There was a slight movement about Amy’s lips as these words were uttered: she kept her eyes down, and waited before replying.
‘The case is too delicate, I fear, for my advice.’
‘Yes, I feel it; and perhaps I oughtn’t to have spoken of it at all. Well, I’ll go back to my scribbling. I am so very glad to have seen you again.’
‘It was good of you to take the trouble to come—whilst you have so much on your mind.’
Again Jasper held the white, soft hand for a superfluous moment.
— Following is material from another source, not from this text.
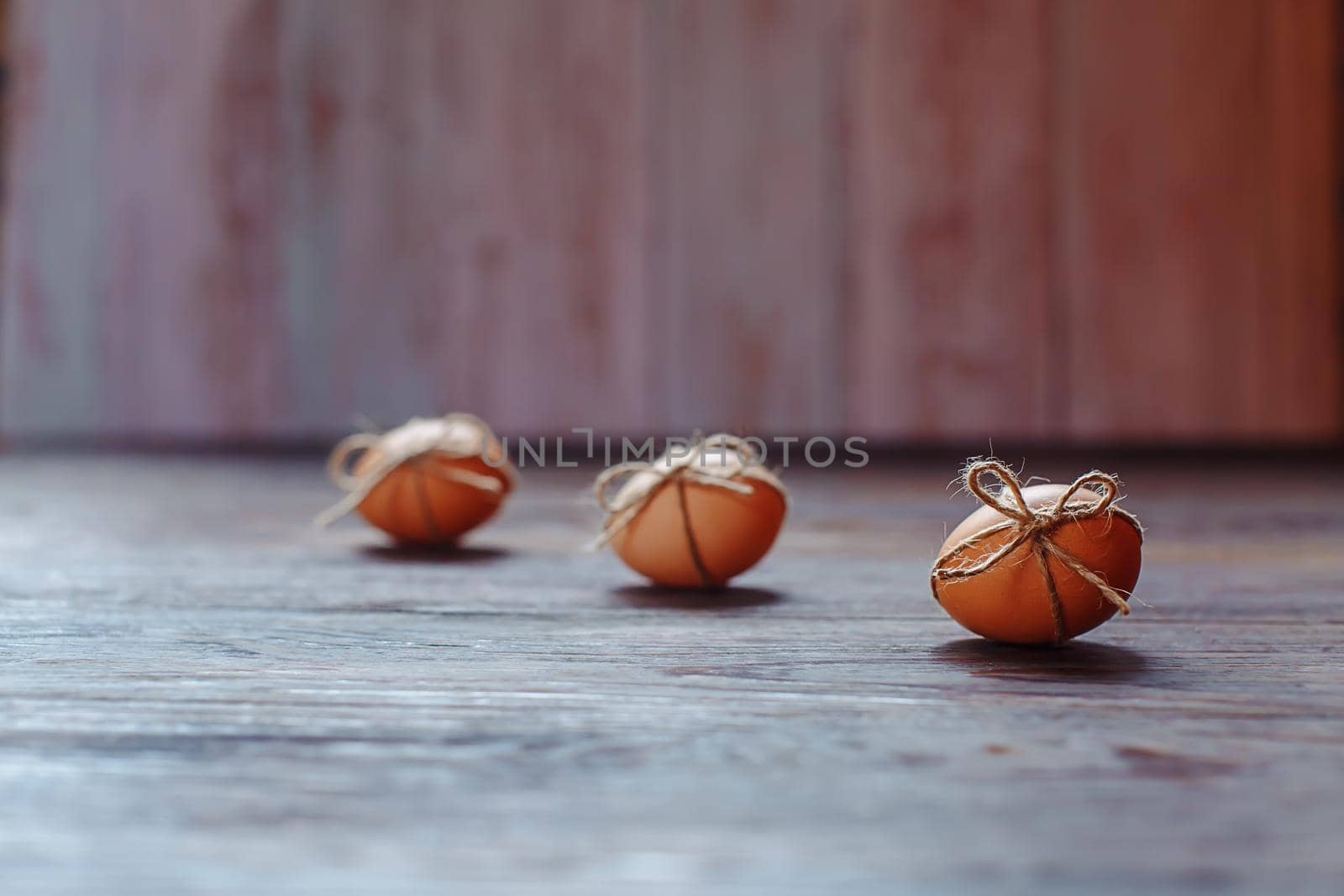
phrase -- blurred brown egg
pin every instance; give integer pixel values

The next morning it was he who had to wait at the rendezvous; he was pacing the pathway at least ten minutes before the appointed time. When Marian joined him, she was panting from a hurried walk, and this affected Jasper disagreeably; he thought of Amy Reardon’s air of repose, and how impossible it would be for that refined person to fall into such disorder. He observed, too, with more disgust than usual, the signs in Marian’s attire of encroaching poverty—her unsatisfactory gloves, her mantle out of fashion. Yet for such feelings he reproached himself, and the reproach made him angry.
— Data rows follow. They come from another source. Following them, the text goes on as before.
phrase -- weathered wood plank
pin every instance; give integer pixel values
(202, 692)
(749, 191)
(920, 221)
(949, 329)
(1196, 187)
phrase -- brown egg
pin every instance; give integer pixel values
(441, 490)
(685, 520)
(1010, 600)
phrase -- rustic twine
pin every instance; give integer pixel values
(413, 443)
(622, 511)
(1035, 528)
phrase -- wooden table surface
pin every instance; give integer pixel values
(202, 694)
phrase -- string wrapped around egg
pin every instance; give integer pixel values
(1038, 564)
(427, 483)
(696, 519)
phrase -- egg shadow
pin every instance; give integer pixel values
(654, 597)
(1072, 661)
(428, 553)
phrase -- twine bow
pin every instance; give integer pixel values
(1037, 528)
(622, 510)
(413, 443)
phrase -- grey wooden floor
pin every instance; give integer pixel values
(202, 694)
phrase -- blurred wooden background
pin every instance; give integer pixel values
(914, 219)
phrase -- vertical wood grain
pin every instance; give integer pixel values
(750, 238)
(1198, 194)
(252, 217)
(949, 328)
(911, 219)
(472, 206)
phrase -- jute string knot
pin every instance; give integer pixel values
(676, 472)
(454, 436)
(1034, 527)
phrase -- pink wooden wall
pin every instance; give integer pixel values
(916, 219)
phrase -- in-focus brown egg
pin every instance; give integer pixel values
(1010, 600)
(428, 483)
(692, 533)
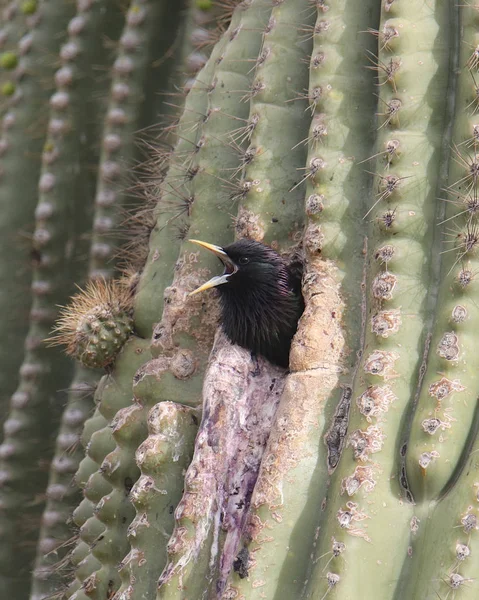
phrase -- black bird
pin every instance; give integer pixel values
(260, 296)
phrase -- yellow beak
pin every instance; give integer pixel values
(219, 279)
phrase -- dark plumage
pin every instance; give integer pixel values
(260, 296)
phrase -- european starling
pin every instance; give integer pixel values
(260, 296)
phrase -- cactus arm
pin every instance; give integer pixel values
(446, 406)
(125, 116)
(113, 393)
(366, 486)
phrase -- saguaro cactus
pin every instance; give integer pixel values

They walked together in the same direction as when they met here before. Marian could not mistake the air of restless trouble on her companion’s smooth countenance. She had divined that there was some grave reason for this summons, and the panting with which she had approached was half caused by the anxious beats of her heart. Jasper’s long silence again was ominous. He began abruptly:
‘You’ve heard that Harold Biffen has committed suicide?’
‘No!’ she replied, looking shocked.
‘Poisoned himself. You’ll find something about it in today’s Telegraph.’